HEALTH CARE CLINIC FOR KENNETH GARDENS RESIDENTS THANKS TO UKZN-DUT PROJECT

Residents at Kenneth Gardens in Durban many of whom suffer from chronic illnesses and disabilities, will soon have access to their own on-site clinic offering services in homeopathy, community nursing and nutrition.

This is thanks to the much-anticipated Kenneth Gardens Intervention Project, a unique collaborative initiative between UKZN and the Durban University of Technology (DUT), which will develop the clinic as its first major outreach project.

Kenneth Gardens, located in Umbilo, Durban, is the largest housing development in the city and comprises 282 units spread over 28 blocks, accommodating about 1 500 people.  Project Leader, Professor Monique Marks from UKZN’s Community Development Programme, explained that an extensive demographic survey of the community’s residents revealed that, despite other concerns such as unemployment, education and crime, the number one priority need was accessible health care.

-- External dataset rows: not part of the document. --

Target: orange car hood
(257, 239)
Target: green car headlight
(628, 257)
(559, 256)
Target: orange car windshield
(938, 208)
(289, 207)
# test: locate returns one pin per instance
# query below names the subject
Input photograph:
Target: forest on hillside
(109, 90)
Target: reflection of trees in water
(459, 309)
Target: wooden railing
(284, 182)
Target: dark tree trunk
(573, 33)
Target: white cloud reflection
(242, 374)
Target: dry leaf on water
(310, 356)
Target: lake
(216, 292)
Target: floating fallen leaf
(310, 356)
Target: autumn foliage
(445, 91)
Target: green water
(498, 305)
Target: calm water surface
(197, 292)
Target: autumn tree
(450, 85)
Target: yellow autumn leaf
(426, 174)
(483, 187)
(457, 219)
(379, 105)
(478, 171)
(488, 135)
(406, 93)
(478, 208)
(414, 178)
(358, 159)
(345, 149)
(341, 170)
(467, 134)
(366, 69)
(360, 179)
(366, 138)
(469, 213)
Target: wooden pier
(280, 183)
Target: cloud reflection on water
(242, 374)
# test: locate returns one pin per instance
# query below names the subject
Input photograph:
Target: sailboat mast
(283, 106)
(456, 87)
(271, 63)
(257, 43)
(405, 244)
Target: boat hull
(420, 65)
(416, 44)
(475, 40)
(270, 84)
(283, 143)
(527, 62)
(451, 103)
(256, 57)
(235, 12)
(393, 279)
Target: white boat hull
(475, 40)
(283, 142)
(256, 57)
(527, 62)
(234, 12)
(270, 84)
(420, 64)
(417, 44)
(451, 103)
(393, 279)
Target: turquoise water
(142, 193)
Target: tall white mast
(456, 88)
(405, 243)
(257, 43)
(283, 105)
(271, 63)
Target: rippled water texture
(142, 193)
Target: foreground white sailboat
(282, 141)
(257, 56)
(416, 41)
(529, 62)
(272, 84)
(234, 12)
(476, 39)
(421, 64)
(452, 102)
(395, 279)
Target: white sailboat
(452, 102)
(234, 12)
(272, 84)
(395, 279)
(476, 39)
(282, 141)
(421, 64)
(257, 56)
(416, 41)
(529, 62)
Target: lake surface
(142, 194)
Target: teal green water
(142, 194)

From 11 April, people living at Kenneth Gardens will have their own on-site clinic offering services in homeopathy, community nursing and nutrition.  The clinic will rely heavily on an existing home care-based non-profit organisation, Senzokuhle, for administrative management and co-ordination of services.

Initially the clinic will operate out of a committee room at Kenneth Gardens for one day a week.  However, this will be a temporary arrangement until its permanent residence, a building leased from the eThekwini Housing Department, has been renovated.

This lease agreement is part of a Memorandum of Understanding between UKZN and eThekwini Housing which will be signed in the coming weeks.  Marks and her colleagues are extremely appreciative of their partnership agreement with eThekwini and consider it ‘an acknowledgement of our relationship with the city.’

The clinic still has to be registered formally with the KZN Health Department to allow for registered nurses and doctors to operate and dispense medication from the clinic.